# What do you think of these in a shower



## Speedy Petey (Sep 30, 2003)

Chris Johnson said:


> So does this mean I could install a porch light in my shower and a GFI with a wet location rated cover plate?
> 
> It sounds like I am being a smart ass, but is this a realistic application for this product?

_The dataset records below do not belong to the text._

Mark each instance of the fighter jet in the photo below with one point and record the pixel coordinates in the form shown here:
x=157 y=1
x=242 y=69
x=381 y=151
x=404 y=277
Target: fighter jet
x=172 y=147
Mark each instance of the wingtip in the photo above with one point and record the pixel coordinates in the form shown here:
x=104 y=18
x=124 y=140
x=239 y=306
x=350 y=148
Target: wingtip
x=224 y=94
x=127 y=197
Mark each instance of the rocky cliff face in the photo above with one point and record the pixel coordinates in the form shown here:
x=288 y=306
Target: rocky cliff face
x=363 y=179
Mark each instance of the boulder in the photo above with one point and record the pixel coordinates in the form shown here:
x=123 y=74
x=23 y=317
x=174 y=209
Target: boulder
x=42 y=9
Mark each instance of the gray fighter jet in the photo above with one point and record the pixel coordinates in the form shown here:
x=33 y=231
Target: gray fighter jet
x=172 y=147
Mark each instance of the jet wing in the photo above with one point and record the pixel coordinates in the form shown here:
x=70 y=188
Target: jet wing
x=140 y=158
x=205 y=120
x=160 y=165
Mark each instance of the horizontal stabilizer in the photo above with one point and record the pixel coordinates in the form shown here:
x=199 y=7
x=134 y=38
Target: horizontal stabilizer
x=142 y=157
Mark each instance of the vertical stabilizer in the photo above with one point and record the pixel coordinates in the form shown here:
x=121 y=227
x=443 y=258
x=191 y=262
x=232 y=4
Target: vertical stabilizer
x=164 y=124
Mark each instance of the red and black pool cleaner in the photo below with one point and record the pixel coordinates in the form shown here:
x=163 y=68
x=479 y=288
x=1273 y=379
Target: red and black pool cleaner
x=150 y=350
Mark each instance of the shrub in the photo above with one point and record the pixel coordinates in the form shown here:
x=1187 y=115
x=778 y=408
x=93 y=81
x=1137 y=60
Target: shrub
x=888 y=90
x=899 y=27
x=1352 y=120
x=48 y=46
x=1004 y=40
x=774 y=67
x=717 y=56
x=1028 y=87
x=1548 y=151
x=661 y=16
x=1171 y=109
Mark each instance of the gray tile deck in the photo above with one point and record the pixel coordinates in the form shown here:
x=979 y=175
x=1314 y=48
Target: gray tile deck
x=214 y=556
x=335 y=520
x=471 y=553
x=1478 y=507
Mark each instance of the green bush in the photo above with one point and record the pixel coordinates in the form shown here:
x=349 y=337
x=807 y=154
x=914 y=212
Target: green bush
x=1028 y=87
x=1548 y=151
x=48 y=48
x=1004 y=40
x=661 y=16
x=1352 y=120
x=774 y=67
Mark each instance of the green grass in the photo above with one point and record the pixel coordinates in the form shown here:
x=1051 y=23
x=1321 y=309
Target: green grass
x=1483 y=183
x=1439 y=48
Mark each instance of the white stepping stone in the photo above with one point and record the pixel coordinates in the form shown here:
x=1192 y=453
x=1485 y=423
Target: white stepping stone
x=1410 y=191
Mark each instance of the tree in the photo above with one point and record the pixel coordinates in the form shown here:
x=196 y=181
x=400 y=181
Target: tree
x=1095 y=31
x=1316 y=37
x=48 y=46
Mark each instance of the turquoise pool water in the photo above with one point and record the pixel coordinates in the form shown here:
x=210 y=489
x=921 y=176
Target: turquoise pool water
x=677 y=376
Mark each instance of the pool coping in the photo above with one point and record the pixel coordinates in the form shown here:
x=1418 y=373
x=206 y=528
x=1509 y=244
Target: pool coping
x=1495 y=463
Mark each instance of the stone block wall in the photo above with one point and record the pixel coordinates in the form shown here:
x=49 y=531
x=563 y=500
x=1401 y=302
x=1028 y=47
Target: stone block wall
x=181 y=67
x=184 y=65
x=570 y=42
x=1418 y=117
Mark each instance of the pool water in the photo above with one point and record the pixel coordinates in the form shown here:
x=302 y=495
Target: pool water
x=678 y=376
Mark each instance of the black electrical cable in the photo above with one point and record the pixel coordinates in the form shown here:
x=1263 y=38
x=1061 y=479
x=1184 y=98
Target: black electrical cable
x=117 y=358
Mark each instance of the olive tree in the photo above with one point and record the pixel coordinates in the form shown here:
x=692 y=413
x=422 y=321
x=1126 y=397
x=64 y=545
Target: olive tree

Yes it is. I have done it myself.


----------



## ampman (Apr 1, 2009)

is it less than 300$


----------



## rbsremodeling (Nov 12, 2007)

ampman said:


> is it less than 300$


:laughing: you can bet your ass it is


----------



## Mike Finley (Apr 28, 2004)

ampman said:


> is it less than 300$


This ain't a steam shower light buddy! :laughing:

I've already solved that 300 dollar problem with some duct tape and saran wrap.


----------



## ampman (Apr 1, 2009)

Mike Finley said:


> This ain't a steam shower light buddy! :laughing:
> 
> I've already solved that 300 dollar problem with some duct tape and saran wrap.


 sorry could not help myself -- would a wet location listed light work in a steam shower- probaly not


----------



## rbsremodeling (Nov 12, 2007)

ampman said:


> sorry could not help myself -- would a wet location listed light work in a steam shower- probaly not


The steam showers are rough on most fully enclosed light cans. I have given up trying.

I just set a nice halogen track light outside and beam the lights in, works like a charm


----------



## JonM (Nov 1, 2007)

I keep telling you gents...these are great and only 20 bucks


----------



## lagaceelectric (Apr 4, 2008)

It looks like the trim has a rubber gasket that seals to the bulb to make it wet location approved


----------